Pools of ACID

by coatta 12/19/2010 1:28:00 PM

There's been a lot of interest recently over alternatives to the tradition DB-based application, things like NoSQL and BASE. A lot of the dicsussions that I've heard about these systems seem to imply that these approaches are drop-in replacements for the older technology, which is not true. Both these, and various other alternative appoaches to working with persistent data, provide different semantics from a SQL DB coupled with transactions. In particular, transactions make it look like your working with a single-threaded system. In the context of a specific transaction, data isn't going to change underneath of you. Furthermore, you know that you won't be exposed to data which is in an inconsistent state, like a reference to a non-existent row in another table. These are pretty powerful guarantees. They make it relatively easy to reason about how your program is going to behave.

The trouble is that this power comes at a cost. One of the most significant of these is the CAP Theorem, which says that if you're going to have transactions that span DB's across multiple machines you system can't keep working in the face of failures. Some people seem to have responded to this state of affairs as though the only solution was simply to get rid of transactions. This strikes me as a bit of "baby/bathwater" scenario. Not using transactions at all makes programming much more complicated because your code needs to start dealing with more scenarios, such as dealing with data that is not in completely consistent state.
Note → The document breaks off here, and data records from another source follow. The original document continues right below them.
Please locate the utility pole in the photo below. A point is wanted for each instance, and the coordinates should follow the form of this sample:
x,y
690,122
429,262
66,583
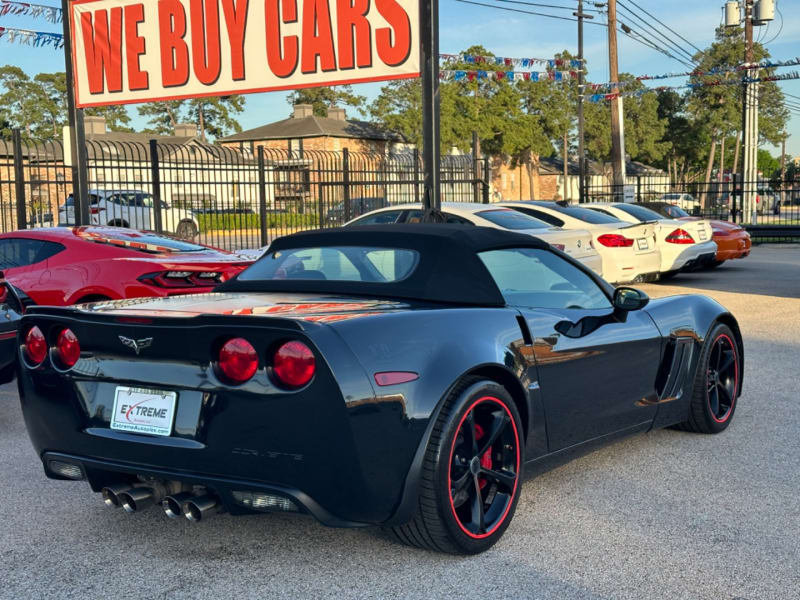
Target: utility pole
x,y
617,121
581,94
431,152
80,170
I think a better approach is what I call pools of ACID. Using this approach, a system is decomposed into a set of cooperating processes. Within each process, transactions are used to provide a straightforward programming model. Processes interact with each other through a more loosely coupled request/response protocol and transactions are not propagaged from one process to another. Using this approach, you make conscious decisions about where transactions are most useful and where it is viable to have weaker guarantees.

We are currently using this approach where I work (Vitrium Systems). Each of our cooperating processes uses NHibernate / SQL Server to provide a transactional object model which is reasonably simple to work with. Processes are connected via NServiceBus. One of the nice things about this collection of tools is that the interaction with NServiceBus is transactional, even though transactions don't span processes. That is, the act of making a request through NServiceBus is part of the overall transaction associated with handling a request. If a failure occurs at any point in handling the request and the transaction is rolled back, then the NServiceBus request is rolled back as well.

Overall, this architecture is working well for us. It allows us to use the power of transactions where appropriate, and still achieve the degree of scalability and robustness that we need.